In season 2, Lounds is a witness in Graham's murder trial. She falsely testifies that Abigail Hobbs had told her that she was afraid of Graham, but Graham's attorney elicits the fact that Lounds has been sued for libel six times, and has settled in each case. An anonymous tip brings Lounds back to the observatory she and Chilton were taken to by Gideon, where she finds the body of FBI agent Beverly Katz (Hetienne Park), sectioned vertically and displayed in tableau. When Graham is brought to the crime scene, Lounds photographs him being removed from an FBI van in restraints. Lounds interviews Graham, who agrees to give her exclusive rights to his life story, in order to persuade her to write an article through which Graham can contact the killer of the bailiff and the judge at his trial.

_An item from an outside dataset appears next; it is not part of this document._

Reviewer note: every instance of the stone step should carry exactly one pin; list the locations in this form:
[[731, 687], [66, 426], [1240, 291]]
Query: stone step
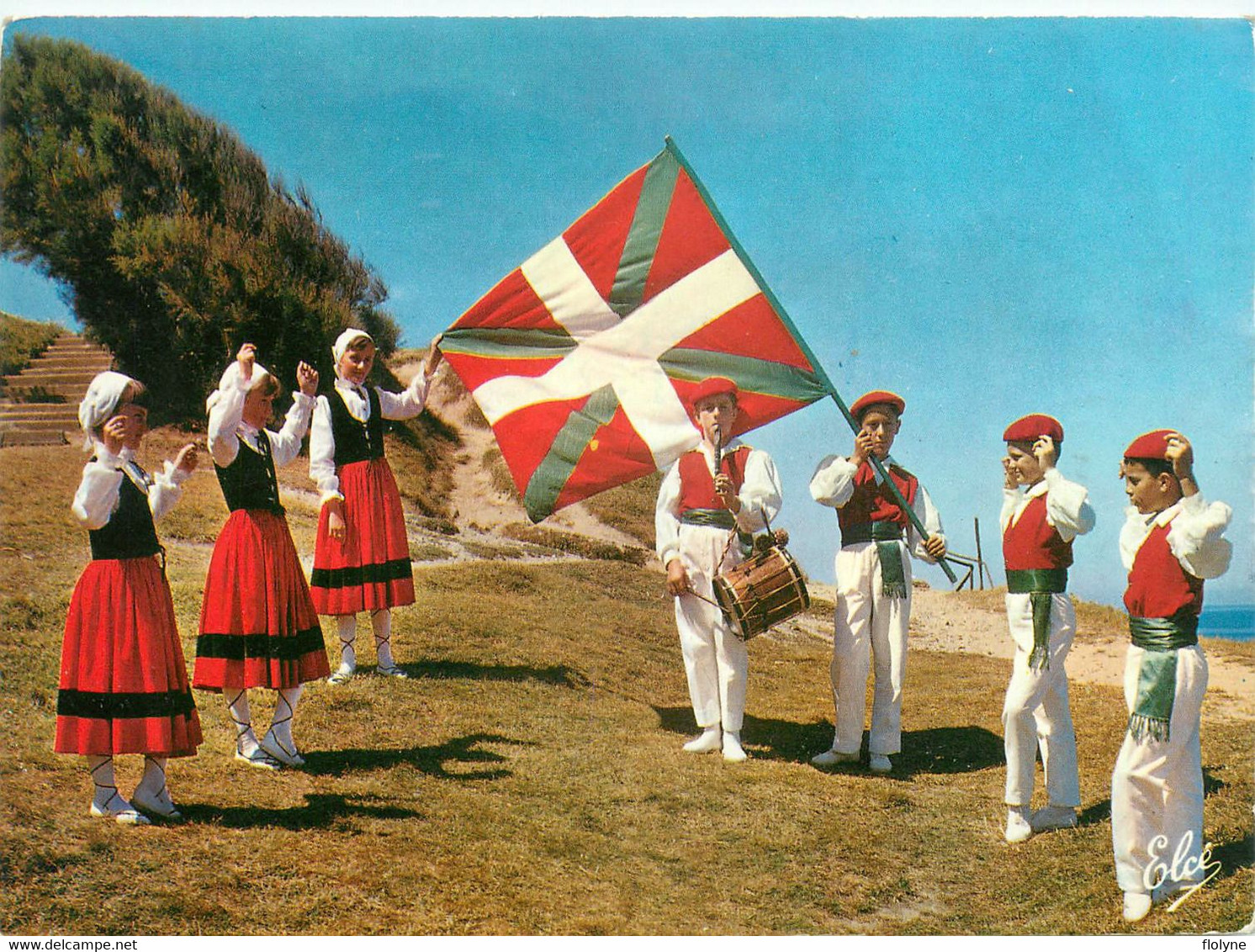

Lounds arrives at Graham's house and investigates his locked barn; inside, she finds the bloodied "animal suit" of serial killer Randall Tier (Mark O'Brien), along with his jawbone, in Graham's meat stores. Graham then appears and, when Lounds flees and calls Crawford, overpowers her. Joining Lecter for dinner, Graham provides the meat, which he calls "long pig"; it is implied to be Lounds' flesh. In the following episode, however, it is revealed that Lounds is still alive, and is conspiring with Graham and Crawford to draw Lecter out. Lecter is able to detect this through Lounds' scent on Graham.

==== Season 3 ====
Lounds first appears in season 3 during the second arc, when Graham is called out of retirement three years after Lecter's arrest to profile a serial killer dubbed "The Tooth Fairy". She sees Graham leaving the institution where Lecter is confined, and later as Graham leaves a crime scene he discovers Lounds on the property. He berates her for taking photos of him while he was in the hospital, and for writing that he and Lecter were co-conspirators. Lounds seeks information from Graham, promising in exchange not to portray him in a bad light in the news; Graham refuses. Later, the killer, Francis Dolarhyde (Richard Armitage), is seen reading Lounds' article, which inspires him to contact Lecter.

Graham and Crawford later call upon Lounds to write a story in which Graham and Chilton describe "The Tooth Fairy" as ugly, impotent and the product of incest, in the hopes of making Dolarhyde angry enough to make a mistake. In this continuity, however, it is Chilton, not Lounds, who is disfigured and burned by Dolarhyde.